Ladybird, ladybird, fly away home

Filed under: Nature, Gardening — joy at 8:29 am on Wednesday, May 24, 2006

Yesterday I discovered that the aphids on my rose bush out front had begun to invade my vegetable garden. So I bought a pack of ladybugs, which love aphids, and released them on the plants.

The aphids didn’t seem alive before the ladybugs came. The other day, I scraped them off with the blade of my cutters and they barely moved. But when the ladybugs began crawling on the bush, the aphids sprang to life and moved to the underside of leaves to hide. Within seconds, the ladybugs were catching aphids beneath their bodies and raising their black bug heads to bring their mouths down, hard, on those tiny green devils.

Ladybugs eating aphids
This morning I read about ladybugs, also called ladybirds, lady beetles, lady-cow, may-bug, golden-knop, golden-bugs, barnabee, and bishop-barnaby. I read how they are poisonous to small animals, how it is considered good luck when they walk on you, how they can apparently copulate for up to nine hours at a time (although that wasn’t what I saw).
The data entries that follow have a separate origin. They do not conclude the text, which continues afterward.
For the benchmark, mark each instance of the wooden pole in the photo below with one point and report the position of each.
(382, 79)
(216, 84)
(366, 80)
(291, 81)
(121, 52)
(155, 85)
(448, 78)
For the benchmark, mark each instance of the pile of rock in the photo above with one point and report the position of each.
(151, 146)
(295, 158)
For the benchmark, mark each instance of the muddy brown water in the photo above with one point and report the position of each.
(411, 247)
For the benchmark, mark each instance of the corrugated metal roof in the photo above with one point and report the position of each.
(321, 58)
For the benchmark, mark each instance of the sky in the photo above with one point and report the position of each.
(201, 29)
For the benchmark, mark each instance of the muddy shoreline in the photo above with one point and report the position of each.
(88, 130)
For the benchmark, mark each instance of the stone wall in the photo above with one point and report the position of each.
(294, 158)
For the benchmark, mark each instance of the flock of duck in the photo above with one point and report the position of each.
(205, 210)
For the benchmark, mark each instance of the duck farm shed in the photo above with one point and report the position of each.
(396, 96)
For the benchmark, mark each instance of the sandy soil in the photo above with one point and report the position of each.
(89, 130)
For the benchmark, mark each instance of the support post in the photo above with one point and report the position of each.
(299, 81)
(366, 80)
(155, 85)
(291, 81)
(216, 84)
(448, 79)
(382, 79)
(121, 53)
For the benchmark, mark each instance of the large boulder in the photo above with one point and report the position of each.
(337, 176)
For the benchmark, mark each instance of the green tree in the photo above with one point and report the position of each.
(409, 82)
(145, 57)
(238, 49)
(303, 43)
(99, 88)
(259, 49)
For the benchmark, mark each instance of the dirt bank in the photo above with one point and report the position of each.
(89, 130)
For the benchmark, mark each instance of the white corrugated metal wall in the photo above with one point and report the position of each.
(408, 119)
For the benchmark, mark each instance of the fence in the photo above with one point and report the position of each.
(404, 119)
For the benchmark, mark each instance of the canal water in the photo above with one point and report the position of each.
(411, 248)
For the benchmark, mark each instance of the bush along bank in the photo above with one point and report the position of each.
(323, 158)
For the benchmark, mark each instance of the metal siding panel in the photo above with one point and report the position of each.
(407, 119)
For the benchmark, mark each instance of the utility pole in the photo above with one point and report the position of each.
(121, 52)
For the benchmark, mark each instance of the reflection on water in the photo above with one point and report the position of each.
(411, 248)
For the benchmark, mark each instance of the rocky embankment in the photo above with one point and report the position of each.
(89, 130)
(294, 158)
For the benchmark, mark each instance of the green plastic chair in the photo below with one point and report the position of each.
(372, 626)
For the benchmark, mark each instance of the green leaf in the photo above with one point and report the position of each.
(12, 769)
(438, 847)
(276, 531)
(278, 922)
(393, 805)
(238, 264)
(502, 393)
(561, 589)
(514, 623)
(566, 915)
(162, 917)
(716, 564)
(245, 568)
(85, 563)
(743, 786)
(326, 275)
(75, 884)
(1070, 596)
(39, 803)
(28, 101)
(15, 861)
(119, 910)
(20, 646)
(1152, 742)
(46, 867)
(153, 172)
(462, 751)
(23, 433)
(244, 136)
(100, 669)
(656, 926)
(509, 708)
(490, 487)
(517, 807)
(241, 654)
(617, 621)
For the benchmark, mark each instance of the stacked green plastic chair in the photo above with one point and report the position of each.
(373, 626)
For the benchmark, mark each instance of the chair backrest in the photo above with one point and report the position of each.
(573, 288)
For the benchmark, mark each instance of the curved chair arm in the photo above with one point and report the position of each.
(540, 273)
I was reminded of the following nursery rhyme:

Ladybird, ladybird, fly away home
Your house is on fire and your children are gone
All except one, and that’s Little Anne
For she has crept under the warming pan

There is also an older version of this poem:

Dowdy-cow, dowdy-cow, ride away heame,
Thy house is burnt, and thy bairns are tean,
And if thou means to save thy bairns
Take thy wings and flee away!

I love how those small things that have been around forever can suddenly become fascinating.